You wait as long as it takes for these moments to pile up. You catalog them, glossy prints sliding over and under one another. Pictures from your life. Pictures from your loving. You wait. And wait. You get better. More practiced. For the rest of your life, and hers, you wait. You let the moments unfold. Because they will. Oh, they most certainly will.

* Thanks to Amy for letting me steal her delicate use of the phrase 'and yet'. Without even asking. You know I love you. And worship you. And think you look very buff.

ALSO, check out a slightly happier post over at Cool Moms Care. It's about soccer. And other stuff . . .


  1. It's not just an adopted baby thing... I could so relate to this post. The good news is, it gets better. So much better.
    I love that picture of you and Zoey. She's just adorable. When I finally meet her I am going to, in the words of Blondie from Scrubs, snuggle the crap out of that baby. :)

  2. in the past few months, a few dads have spoken to me -- in a soft, telling-a-secret tone -- about the difficulty they experienced in bonding and making that connection with their biological child in the very beginning. it took time for them to see the smile that would stay with them for the rest of their lives.

  3. I think this is a worry that all parents have no matter how the child comes to you. There is this tiny person that comes to live with you and you don't know what they like or who they are and they are completely reliant upon you for their survival - not like any houseguest I've ever had. Oh, and they are coming to stay, for good. I think it takes time to build a relationship, to get to know one another. You are such a great mom and I love that you think about all of these things. That is what makes your blog such a joy to read. I don't feel alone in my neuroticism.

  4. Wow. You are in your 'sweet spot' when you write from your heart ... which, it turns out, you always do.
    Love you, J. You're the kind of Mom every kid wants. An honest one, who says YES to the journey, even on days when it feels like NO.


  5. Man oh man (just a turn of phrase!) can you write. And wring emotion from me while I'm minding my own business, drinking a diet A&W Root Beer and listening to the news. You are gifted, my friend, as writer and human being. Here are a few things I like/remember/think are strong:
    "..inside you are like ashes," "soul breaking pain," "You wait as long as it takes for these moments to pile up."
    I'm off to forward this post to everyone I can think of.
    Carry on!

  6. My heart hurts so much for that little boy and the woman who gave him up, but I see absolutely no parallels between that situation and your amazing family. You described those first few months of motherhood so beautifully. You and Zoey will always be connected by that silver thread. I can't even organize my thoughts well enough to write a coherent reply, but please know you are my inspiration!

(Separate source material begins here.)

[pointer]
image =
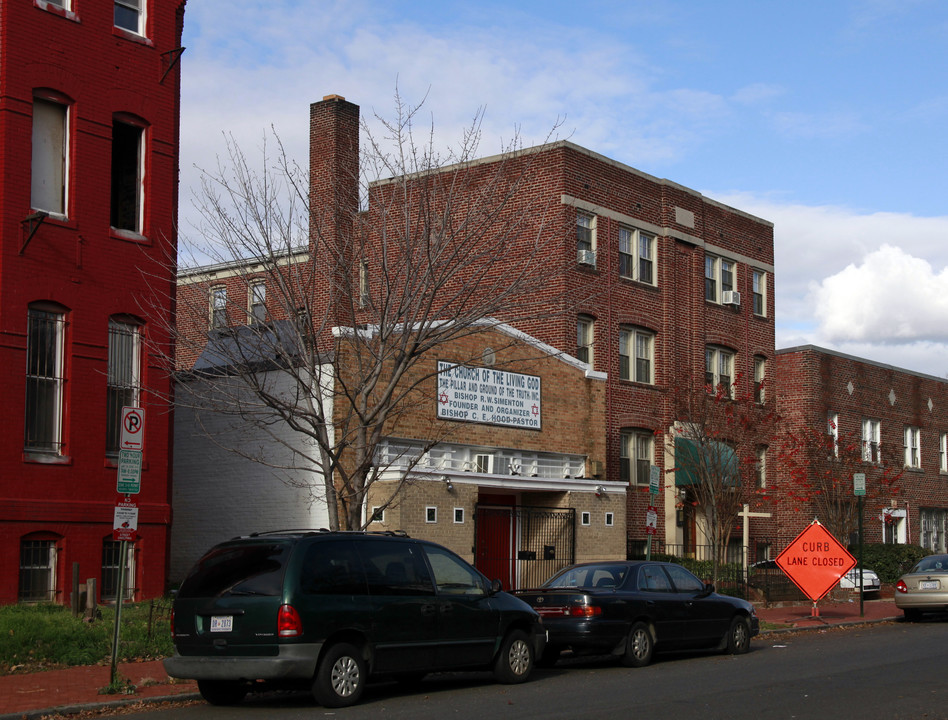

  7. Wow. Let me say it again. Wow. And one more time for emphasis: WOW!
    This essay is a prize-winner! Fabulous. Oh my gosh that "inside ashes" line is incredibly powerful.You really bring your reader right along with you on this journey of experience - from the ashes to the joy. Wow.

  8. I am SO not a crier and this post made me totally weepy. I felt a lot of those same feelings during Sosi's first couple of months. It makes me sick inside to remember back to the first couple of months when she wasn't gaining weight fast enough and she didn't seem to know or care who I was. You described it so perfectly, Joslyne. Your family is one of the families I look to for inspiration, advice, and comfort while I'm attempting to navigate my way through the first year of Sonia's life. Thank you for being able to so beautifully articulate the stories of your life!

  9. You are so brave to talk about this. I know its helpful for so many new parents. And maybe it also applies to parents of older children, when they might feel disconnected during a phase of their child's development. I dont know. And its even helpful for non-Moms-- I can relate in my own way... I went through such a difficult bonding time with my sweet dog when I first adopted her. I wish I had read something like this back then. Thanks Jos! Keep on writin'!

  10. Simply a gift that you have shared. Thank you.

  11. I've held back on commenting because this is such a powerful topic and I'm still processing my thoughts on it. I can tell you care so much for Zoey and all your efforts are paying off. Thank you for sharing.